HOW YOU WIN THE FACEBOOK AUCTION
To really understand CPM, you need to look at the way the auction works.
Facebook uses a value based auction to determine want content you see, meaning it is designed to reward advertisers who deliver the most value to the user.
This is because they need to balance the quality of the user experience on Facebook and Instagram whilst ensuring that advertisers are getting a return.
Here is the formula used to determine which ad wins the auction, which is then converted to a CPM:
[Advertiser Bid] x [Estimated Action Rates] + [User Value] = Total Value
The advertisers who get the best results on Facebook are being rewarded for doing the following:
1. Creating high quality ad creative (User value)
2. Having a good post-click experience (est. action rate)
3. Bidding in line with the ‘True Value’ (this is usually automatic, via the ‘lowest cost’ strategy)
So what you are paying as a CPM is determined by three variables, with two very much in your control: your ad creative and your website.
In fact, Facebook clearly state that they “subsidise relevant ads in auctions, so more relevant ads often cost less and see more results.”
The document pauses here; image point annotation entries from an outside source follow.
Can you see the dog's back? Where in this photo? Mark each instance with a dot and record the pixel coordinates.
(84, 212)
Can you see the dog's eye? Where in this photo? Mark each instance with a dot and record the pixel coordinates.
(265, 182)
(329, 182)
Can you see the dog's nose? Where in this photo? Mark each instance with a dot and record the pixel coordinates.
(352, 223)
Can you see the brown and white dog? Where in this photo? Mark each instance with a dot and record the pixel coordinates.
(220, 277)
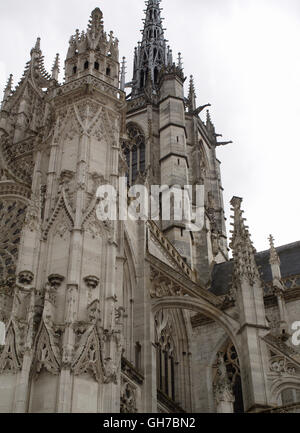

If you have engaging, valuable creative that clearly articulates your product, combined with a great website experience, then your ads will be prioritised by Facebook and shown to the highest value users first.
SO WHAT SHOULD YOU FOCUS ON INSTEAD OF CPM?
As every business is different, even in the same vertical, there’s very little value in trying to compare your CPM to someone else’s, or an average, because you have no idea what combination of objective, landing page or creative any of those businesses are using.
What really matters is whether your advertising is profitable based on your business metrics. If costs are higher than you’d like, work out whether it’s down to your fatiguing creative, or because your website isn’t giving people the information they need to confidently complete the purchase.
You have more control over CPM than you think, you just need to work out which lever to pull first.